Book Review: Mere Anarchy
Bill Ruehlmann - Virginian-Pilot
Aug 15, 2008

Mark Twain once said the worst introduction he ever received was: "Now here is a man who is really funny."
It raised expectations.
So I worry a bit about beginning this account by saying, "Now here is a book that is really funny." But I don't worry enough to come up with anything else.
Because Woody Allen wrote the book, a collection of his more recent short stuff from The New Yorker and The New York Times, called "Mere Anarchy."
And Allen, like Twain, is famous for funny. He's famous for other things, too, but let it go. In every life, you have to wait for the laugh.
Comedy is tragedy plus time.
And Allen is Hamlet in SoHo. Remember the Al Capp character Joe Btfsplk (pronounced like a raspberry), who stalked the Earth under an individual dark cloud? Allen is Btfsplk with an advanced degree.
He hurts. We laugh. Fun is somebody else's trouble.
Take "Tandoori Ransom," in which a stand-in for a movie star is kidnapped by bandits in India. They think he's the star, of course. The film company's response is to relocate with alacrity:
"Word was that (producer) Hal Roachpaste had not wanted to bother the Indian government with a complaint but had vowed as he blew town to do all in his power to free me short of paying a cent in ransom, which he felt would set an awkward precedent."
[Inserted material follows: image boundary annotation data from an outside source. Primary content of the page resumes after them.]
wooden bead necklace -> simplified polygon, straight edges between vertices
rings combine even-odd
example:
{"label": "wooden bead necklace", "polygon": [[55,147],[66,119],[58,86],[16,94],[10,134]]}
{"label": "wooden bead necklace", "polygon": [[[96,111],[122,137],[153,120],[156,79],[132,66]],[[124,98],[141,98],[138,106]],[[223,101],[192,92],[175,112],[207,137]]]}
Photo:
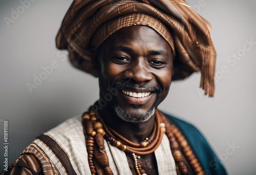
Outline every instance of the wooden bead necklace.
{"label": "wooden bead necklace", "polygon": [[174,124],[167,121],[164,115],[158,110],[156,111],[156,120],[151,135],[139,143],[131,142],[108,126],[99,113],[95,113],[92,107],[89,112],[83,113],[82,119],[88,162],[92,175],[113,174],[105,152],[104,139],[112,145],[131,154],[137,174],[146,175],[138,162],[138,159],[140,155],[154,152],[160,144],[163,133],[165,133],[170,142],[177,174],[193,174],[190,167],[196,174],[203,174],[202,167],[185,137]]}

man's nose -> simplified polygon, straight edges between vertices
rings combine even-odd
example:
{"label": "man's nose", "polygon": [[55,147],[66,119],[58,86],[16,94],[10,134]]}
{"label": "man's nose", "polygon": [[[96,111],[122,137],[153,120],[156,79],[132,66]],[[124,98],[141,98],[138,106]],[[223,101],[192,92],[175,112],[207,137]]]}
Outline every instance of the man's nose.
{"label": "man's nose", "polygon": [[153,78],[152,70],[144,58],[134,61],[124,73],[125,77],[133,79],[137,82],[152,80]]}

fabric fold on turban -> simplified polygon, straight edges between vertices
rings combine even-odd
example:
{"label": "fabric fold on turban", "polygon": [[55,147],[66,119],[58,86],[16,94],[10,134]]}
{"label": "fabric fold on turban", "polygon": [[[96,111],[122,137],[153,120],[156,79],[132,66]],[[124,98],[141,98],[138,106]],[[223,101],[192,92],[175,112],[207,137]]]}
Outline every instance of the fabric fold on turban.
{"label": "fabric fold on turban", "polygon": [[[211,26],[183,0],[74,0],[56,38],[59,49],[69,51],[71,62],[97,76],[90,50],[114,32],[135,25],[148,26],[170,45],[174,53],[172,80],[201,71],[200,87],[213,96],[216,53]],[[72,60],[76,60],[75,61]]]}

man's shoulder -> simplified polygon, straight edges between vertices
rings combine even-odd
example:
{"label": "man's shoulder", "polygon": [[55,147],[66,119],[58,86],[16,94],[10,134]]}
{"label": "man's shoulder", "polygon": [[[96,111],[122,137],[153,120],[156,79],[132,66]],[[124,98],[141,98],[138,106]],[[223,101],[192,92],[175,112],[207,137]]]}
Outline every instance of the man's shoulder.
{"label": "man's shoulder", "polygon": [[205,174],[226,174],[214,151],[201,133],[193,124],[164,113],[186,138],[195,155],[205,169]]}

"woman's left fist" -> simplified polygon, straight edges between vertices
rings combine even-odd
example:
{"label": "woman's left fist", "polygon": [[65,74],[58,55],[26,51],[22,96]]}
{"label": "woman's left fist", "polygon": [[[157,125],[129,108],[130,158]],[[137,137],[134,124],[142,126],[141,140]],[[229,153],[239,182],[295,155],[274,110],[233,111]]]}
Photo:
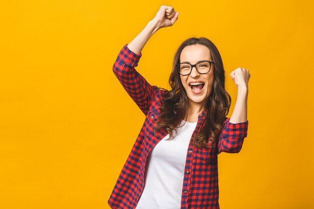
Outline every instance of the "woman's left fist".
{"label": "woman's left fist", "polygon": [[237,88],[248,87],[249,79],[251,75],[248,70],[238,68],[230,73],[230,77],[235,83]]}

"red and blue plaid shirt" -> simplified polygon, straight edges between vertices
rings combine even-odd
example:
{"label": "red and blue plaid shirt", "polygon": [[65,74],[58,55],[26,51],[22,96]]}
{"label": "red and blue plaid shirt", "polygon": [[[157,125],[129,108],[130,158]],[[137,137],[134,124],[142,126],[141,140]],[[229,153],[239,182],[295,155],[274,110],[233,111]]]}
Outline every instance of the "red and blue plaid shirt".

Our hero eventually escapes - to another profession.
Or take "Sam, You Made the Pants Too Fragrant," in which the poetry editor of "Dry Heaves: A Journal of Opinion" encounters a pal who drinks water from a straw through the lining of his suit. It's a natty new way to stay hydrated.
He seeks out the tailor, who is also adept at providing suits that smell:
"We can imbue your raiments with any fragrance from patchouli to twice-cooked pork."
He very nearly acquires a garment that will automatically recharge his cell phone but, less conveniently, will also electrocute him in the process.
The point is that these are riffs on things that actually happened, suggested of course within the news pages of the Times.
Allen sees human endeavor - even beyond Manhattan - as basically doomed and essentially absurd. As a filmmaker he knows it's all in the angle of the camera, which, for him, is usually subjective: Everyslob going down for the third time. The title of his book comes from William Butler Yeats' "Second Coming":
Things fall apart; the center cannot hold;
Mere anarchy is loosed upon the world. ...
In other words, entropy sucks. We as readers take on the perspective of The Thinker with Botox. Our roller coaster may end at a brick wall, but what a ride.
Like the narrator of "To Err Is Human - To Float, Divine." The victim of endless junk mail on spiritual energy succumbs to an avatar named Galaxie Sunstroke, who at length enables him to achieve actual physical levitation.
Terrific, but:
"It was at this moment I began to realize I couldn't get down. ..."
Now, there is a man who is really funny.